# NOW there are trailers for sale close to me?



## Palomine (Oct 30, 2010)

Now that trailer is almost ready...there is a cute trailer about 20 miles north of me, straight load, which I don't really like, but it has small LQ.

Where, I ask you, was this when I was trying to decide whether or not to completely redo my trailer?

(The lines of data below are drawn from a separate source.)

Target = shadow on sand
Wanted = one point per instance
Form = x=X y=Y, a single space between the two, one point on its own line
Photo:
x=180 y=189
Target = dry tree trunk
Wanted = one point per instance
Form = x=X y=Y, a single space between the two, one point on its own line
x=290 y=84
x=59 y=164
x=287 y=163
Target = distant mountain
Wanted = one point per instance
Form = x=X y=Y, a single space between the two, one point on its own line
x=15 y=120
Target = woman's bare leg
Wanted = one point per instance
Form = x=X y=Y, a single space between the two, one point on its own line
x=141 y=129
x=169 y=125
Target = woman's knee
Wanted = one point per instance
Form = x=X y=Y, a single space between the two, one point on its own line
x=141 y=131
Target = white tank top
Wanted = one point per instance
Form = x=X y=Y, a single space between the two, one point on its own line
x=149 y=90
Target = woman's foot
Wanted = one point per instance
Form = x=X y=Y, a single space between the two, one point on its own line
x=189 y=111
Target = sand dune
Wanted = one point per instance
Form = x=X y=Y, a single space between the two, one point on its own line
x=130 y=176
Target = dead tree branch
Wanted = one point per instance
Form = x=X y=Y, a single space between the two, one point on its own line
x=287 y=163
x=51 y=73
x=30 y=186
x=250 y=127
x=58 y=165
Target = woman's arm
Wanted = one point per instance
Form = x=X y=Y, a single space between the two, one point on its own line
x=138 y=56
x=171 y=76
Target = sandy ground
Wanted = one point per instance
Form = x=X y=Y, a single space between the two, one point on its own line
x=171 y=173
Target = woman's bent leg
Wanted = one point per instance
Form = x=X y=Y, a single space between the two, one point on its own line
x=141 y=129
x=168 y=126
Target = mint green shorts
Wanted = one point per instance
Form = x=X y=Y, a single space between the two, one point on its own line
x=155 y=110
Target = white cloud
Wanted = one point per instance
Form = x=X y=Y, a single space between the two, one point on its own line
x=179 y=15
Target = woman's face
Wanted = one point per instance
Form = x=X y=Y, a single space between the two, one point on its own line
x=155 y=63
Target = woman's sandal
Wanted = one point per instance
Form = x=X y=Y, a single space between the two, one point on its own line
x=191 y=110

Nearest one then was in NJ, that was in price range wanted to look at, and what I liked.

Ugh.


----------



## Cacowgirl (Feb 19, 2011)

Murphy's law at work again.


----------



## loveduffy (Dec 22, 2011)

you could go look at it and see if you get any ideas for your trailer


----------



## Dustbunny (Oct 22, 2012)

Just the way it goes, isn't it?
When you need it, it can't be found to save your soul. The minute you no longer need it (or have bought something else) there it is...or there several of them are.


----------



## waresbear (Jun 18, 2011)

Same rules applies to items you hang onto for ages in case you might need them. About 2 weeks after you get rid of it, you will need it and have to go out and buy one!
_Posted via Mobile Device_


----------



## Saddlebag (Jan 17, 2011)

We looked for weeks for a 1T truck in good shape. Finally caved in and bought a new cab and chassis. Hubby, being a welder would build the deck. I don't think we'd driven it two blocks and were sitting at a red light when a fellow asked us if we might be interested in a nice used 1Ton. We were approached 3 times that week.


----------



## Palomine (Oct 30, 2010)

loveduffy said:


> you could go look at it and see if you get any ideas for your trailer


Just don't have the energy to drive...

Hopefully mine will be at home next month...


----------